Sabes aquelas mensagens de Natal que vemos na internet, todas iguais, todos os anos? 

Copiar e colar. Talvez com umas pequenas alterações pessoais para fingir algum tipo de originalidade. 

Estás a ver? Já reparaste na quantidade de lixo electrónico que é gasto com essas porcarias, que não querem dizer nada, a não ser uma simples prática de desejar votos de Boas Festas, porque simplesmente toda a gente o faz e é suposto ser assim. 

Agora existe uma nova moda da família tirar uma foto junto à árvore de natal numa pose de felicidade. Pelo menos já é algo diferente. Mesmo assim os votos são vazios. É apenas um motivo para tirar uma foto e colocar nas redes sociais em troca de interacções. 

Juro que é extremamente aborrecido andar pela internet na época das festas sem ter nenhuma informação interessante que consiga fugir ao tema. Este ano sinto-me particularmente crítico. Pareço um velho ranzinza! 

Na realidade até tive uma surpresa agradável e por isso estou aqui. Alguém se lembrou de me enviar um postal pelo correio. Daqueles que se mandavam antigamente, escritos à mão, antes de haver internet e telemóveis.

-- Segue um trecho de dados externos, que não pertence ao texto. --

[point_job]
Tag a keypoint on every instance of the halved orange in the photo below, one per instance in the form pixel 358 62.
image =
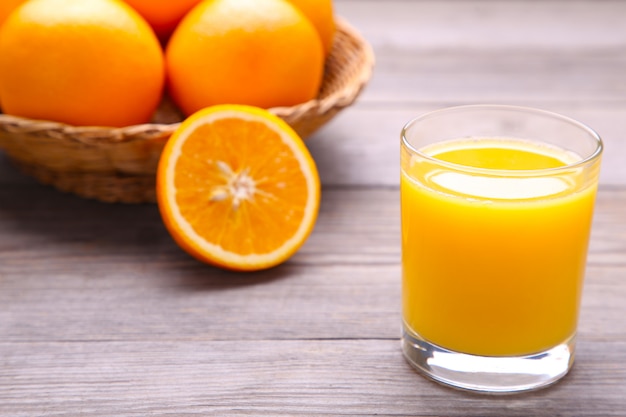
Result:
pixel 237 188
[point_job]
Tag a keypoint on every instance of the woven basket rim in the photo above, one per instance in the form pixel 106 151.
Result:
pixel 103 135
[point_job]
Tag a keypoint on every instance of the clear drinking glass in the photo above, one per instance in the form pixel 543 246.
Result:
pixel 497 203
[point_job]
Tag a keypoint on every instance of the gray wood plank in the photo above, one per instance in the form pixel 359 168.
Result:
pixel 303 378
pixel 69 277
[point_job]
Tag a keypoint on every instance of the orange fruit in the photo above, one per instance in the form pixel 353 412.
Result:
pixel 80 62
pixel 263 53
pixel 237 188
pixel 321 14
pixel 163 15
pixel 6 7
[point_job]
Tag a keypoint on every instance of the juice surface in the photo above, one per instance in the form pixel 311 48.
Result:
pixel 494 266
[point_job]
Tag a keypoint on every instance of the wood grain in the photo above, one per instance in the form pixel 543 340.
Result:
pixel 100 320
pixel 101 314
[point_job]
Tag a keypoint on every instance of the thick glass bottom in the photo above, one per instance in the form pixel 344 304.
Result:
pixel 488 374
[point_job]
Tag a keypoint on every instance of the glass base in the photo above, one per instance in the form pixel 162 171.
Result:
pixel 488 374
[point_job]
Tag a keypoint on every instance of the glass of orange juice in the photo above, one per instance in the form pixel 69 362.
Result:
pixel 497 204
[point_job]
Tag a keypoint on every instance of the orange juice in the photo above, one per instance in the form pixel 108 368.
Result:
pixel 493 265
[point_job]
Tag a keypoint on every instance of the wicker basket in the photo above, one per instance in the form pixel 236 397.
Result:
pixel 119 164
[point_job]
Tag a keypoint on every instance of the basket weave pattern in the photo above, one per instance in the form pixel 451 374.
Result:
pixel 119 164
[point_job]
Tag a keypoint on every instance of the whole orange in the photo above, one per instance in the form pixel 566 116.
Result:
pixel 6 7
pixel 321 14
pixel 163 15
pixel 93 62
pixel 263 53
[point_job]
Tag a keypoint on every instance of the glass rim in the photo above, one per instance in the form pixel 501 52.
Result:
pixel 507 172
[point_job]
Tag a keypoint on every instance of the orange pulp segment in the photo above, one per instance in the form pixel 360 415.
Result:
pixel 237 188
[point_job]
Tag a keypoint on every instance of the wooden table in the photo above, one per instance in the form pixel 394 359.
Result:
pixel 101 314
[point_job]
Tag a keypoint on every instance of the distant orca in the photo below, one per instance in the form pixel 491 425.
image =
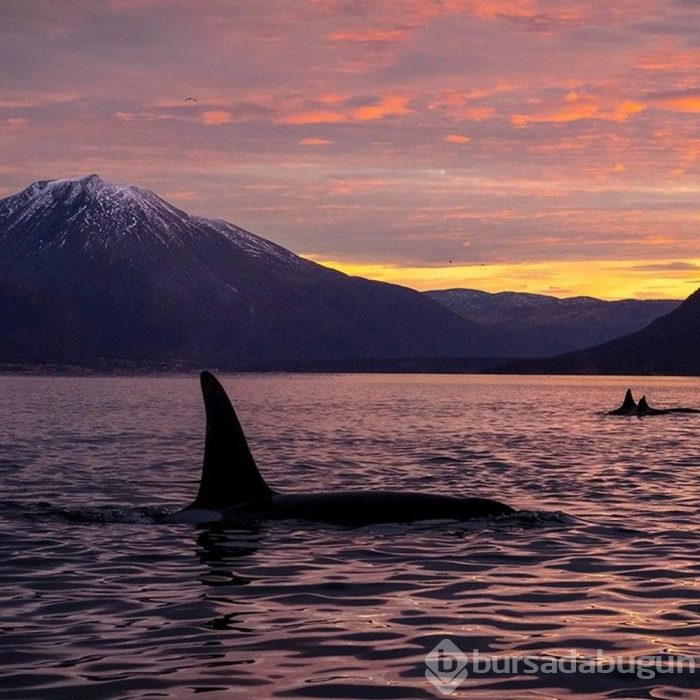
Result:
pixel 627 408
pixel 232 487
pixel 644 409
pixel 630 408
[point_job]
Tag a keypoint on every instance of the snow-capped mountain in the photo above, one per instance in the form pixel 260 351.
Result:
pixel 92 270
pixel 667 346
pixel 559 325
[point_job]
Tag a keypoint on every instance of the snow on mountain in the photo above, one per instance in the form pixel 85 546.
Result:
pixel 559 324
pixel 89 269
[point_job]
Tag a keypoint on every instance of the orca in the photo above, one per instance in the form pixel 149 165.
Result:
pixel 628 406
pixel 644 409
pixel 232 488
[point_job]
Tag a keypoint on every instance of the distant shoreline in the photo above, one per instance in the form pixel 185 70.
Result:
pixel 430 365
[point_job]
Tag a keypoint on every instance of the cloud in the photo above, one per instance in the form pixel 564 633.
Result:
pixel 456 138
pixel 312 141
pixel 667 267
pixel 392 105
pixel 575 107
pixel 215 117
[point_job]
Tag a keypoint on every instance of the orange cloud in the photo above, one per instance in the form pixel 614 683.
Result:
pixel 215 117
pixel 456 138
pixel 389 106
pixel 16 122
pixel 373 35
pixel 576 107
pixel 685 103
pixel 311 141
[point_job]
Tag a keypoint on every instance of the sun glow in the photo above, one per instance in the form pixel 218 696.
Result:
pixel 605 279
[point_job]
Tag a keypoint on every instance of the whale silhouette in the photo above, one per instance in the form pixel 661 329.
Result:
pixel 630 408
pixel 644 409
pixel 231 486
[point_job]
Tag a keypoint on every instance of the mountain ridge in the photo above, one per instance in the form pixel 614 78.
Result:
pixel 94 270
pixel 562 325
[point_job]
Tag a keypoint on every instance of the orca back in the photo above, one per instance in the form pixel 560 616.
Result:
pixel 230 476
pixel 628 405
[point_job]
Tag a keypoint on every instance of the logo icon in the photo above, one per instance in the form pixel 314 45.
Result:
pixel 446 667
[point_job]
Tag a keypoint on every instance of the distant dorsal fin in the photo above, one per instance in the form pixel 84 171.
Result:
pixel 628 404
pixel 229 473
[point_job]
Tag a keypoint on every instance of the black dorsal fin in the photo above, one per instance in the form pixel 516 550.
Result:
pixel 229 473
pixel 628 404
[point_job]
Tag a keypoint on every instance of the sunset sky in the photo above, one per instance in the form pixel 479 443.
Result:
pixel 542 146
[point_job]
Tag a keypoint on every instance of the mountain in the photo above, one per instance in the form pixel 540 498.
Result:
pixel 92 271
pixel 559 325
pixel 669 345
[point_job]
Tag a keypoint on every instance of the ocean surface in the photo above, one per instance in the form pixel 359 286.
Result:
pixel 98 599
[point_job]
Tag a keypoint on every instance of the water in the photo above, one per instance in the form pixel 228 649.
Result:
pixel 98 600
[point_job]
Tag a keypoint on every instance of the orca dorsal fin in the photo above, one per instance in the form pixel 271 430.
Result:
pixel 229 474
pixel 628 404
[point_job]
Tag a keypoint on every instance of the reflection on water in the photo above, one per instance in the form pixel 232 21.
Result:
pixel 98 600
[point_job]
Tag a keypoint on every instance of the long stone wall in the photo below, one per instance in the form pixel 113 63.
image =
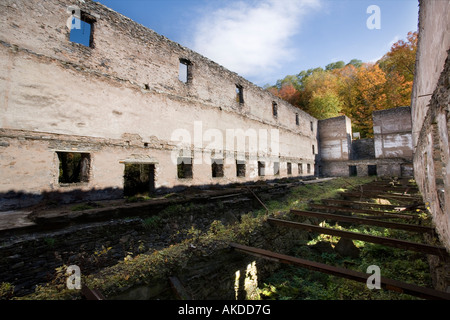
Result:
pixel 121 100
pixel 430 113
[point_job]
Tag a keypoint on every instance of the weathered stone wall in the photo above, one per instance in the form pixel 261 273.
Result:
pixel 430 113
pixel 121 100
pixel 392 133
pixel 388 154
pixel 433 43
pixel 432 158
pixel 335 138
pixel 363 149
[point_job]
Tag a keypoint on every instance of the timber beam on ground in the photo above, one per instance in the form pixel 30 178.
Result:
pixel 386 283
pixel 364 221
pixel 373 205
pixel 371 195
pixel 413 246
pixel 364 211
pixel 395 190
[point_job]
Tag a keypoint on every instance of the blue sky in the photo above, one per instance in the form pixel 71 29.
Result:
pixel 265 40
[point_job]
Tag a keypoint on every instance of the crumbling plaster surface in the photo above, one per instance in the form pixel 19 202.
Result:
pixel 430 113
pixel 120 99
pixel 433 43
pixel 392 133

Onde dispensávamos alguns minutos a escolher as palavras certas e a ter cuidado com a caligrafia para que fosse legível. Sim! Recebi um desses!

Quem se dá ao trabalho de colocar no correio um postal deste tipo, certamente tem alguma sinceridade! Por isso devo dizer que fiquei muito feliz! 

Não sou uma criança mas aquilo soube-me como uma prenda trazida pelo Menino Jesus. Note-se que não sou velho mas no meu tempo o pai natal não tinha a fama que tem agora. Quem trazia as prendas era o Deus Menino. 

Podia contar como era, mas era uma história igual a tantas outras que andam para aí, a única diferença é que era sobre mim e não tenho nada assim de especial para partilhar. 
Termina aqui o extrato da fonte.